El Eje de la Paz y la Memoria

Un ambicioso proyecto de diseño urbano busca fortalecer el reconocimiento y reparación simbólica de las víctimas de la violencia.

Antes de terminar su período como alcalde de Bogotá, al que le queda menos de un año, Gustavo Petro quiere dejar andando la transformación de la Calle 26 en un Eje de la Paz y la Memoria. El proyecto urbano que deberá sacar adelante la Secretaría Distrital de Planeación busca convertir el centro de la ciudad en un territorio de memoria sobre los hechos de violencia y sus víctimas, que han marcado la historia del país.
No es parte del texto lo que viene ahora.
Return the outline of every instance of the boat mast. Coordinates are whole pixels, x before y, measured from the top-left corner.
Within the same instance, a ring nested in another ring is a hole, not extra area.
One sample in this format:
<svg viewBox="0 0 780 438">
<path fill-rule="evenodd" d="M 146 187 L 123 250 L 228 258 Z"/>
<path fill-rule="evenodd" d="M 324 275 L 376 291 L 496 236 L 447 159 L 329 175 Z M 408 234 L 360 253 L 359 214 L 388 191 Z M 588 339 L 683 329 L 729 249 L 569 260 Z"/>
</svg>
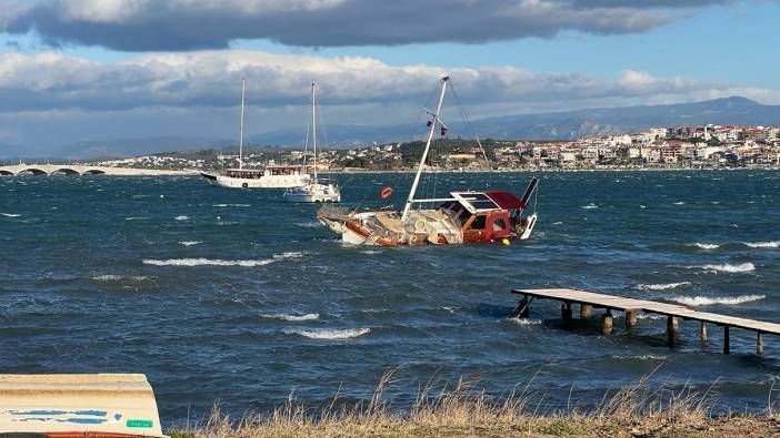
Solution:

Aunque aún es incierta la duración de las obras que transformarían este sector del centro de la capital, la noticia es que el Distrito ya firmó el decreto que le da vida jurídica a este proyecto y que para esta finalidad tiene importantes aliados en la empresa privada y el Gobierno Nacional, según el secretario de Planeación, Gerardo Ardila. Es por eso que se está conformando una fundación con peces gordos de la construcción como los Pachecos, propietarios del Grupo Colpatria; el empresario Pedro Gómez y el general retirado Óscar Naranjo, actual ministro consejero de Posconflicto. Esta corporación privada garantizaría que el proyecto de diseño urbano vaya más allá del gobierno Petro.

De acuerdo con el decreto, el Eje de la Paz y la Memoria se extiende por la calle 26 entre la Avenida Ciudad de Quito, al occidente, y el límite del perímetro urbano, al oriente, es decir, Monserrate. En ese sentido, integra las áreas delimitadas de lo que hoy conocemos como el Centro Internacional San Martín, Monserrate, el Cementerio Central y el Centro Administrativo Distrital. Además, se integraría con el Centro Histórico Nacional (un proyecto que todavía está crudo) y el Centro de Memoria, Paz y Reconciliación y los parques metropolitanos del Renacimiento y la Reconciliación, que colindan con el Cementerio Central.

“Lo más importante es que este proyecto busca sanar heridas, incluso urbanas, porque quiere renovar el espacio de la valle 26, que en la avenida Caracas ha sido una gran cicatriz de división de la ciudad. Queremos coser el norte con el sur”, aseguró Ardila y dio algunas puntadas más de cómo será en la práctica este eje: “el Gobierno Nacional acordó con nosotros la entrega de todas las muelas de la calle 26, en algunas de ellas se van hacer jardines y en otras se está definiendo si serán proyectos de vivienda de interés prioritario”.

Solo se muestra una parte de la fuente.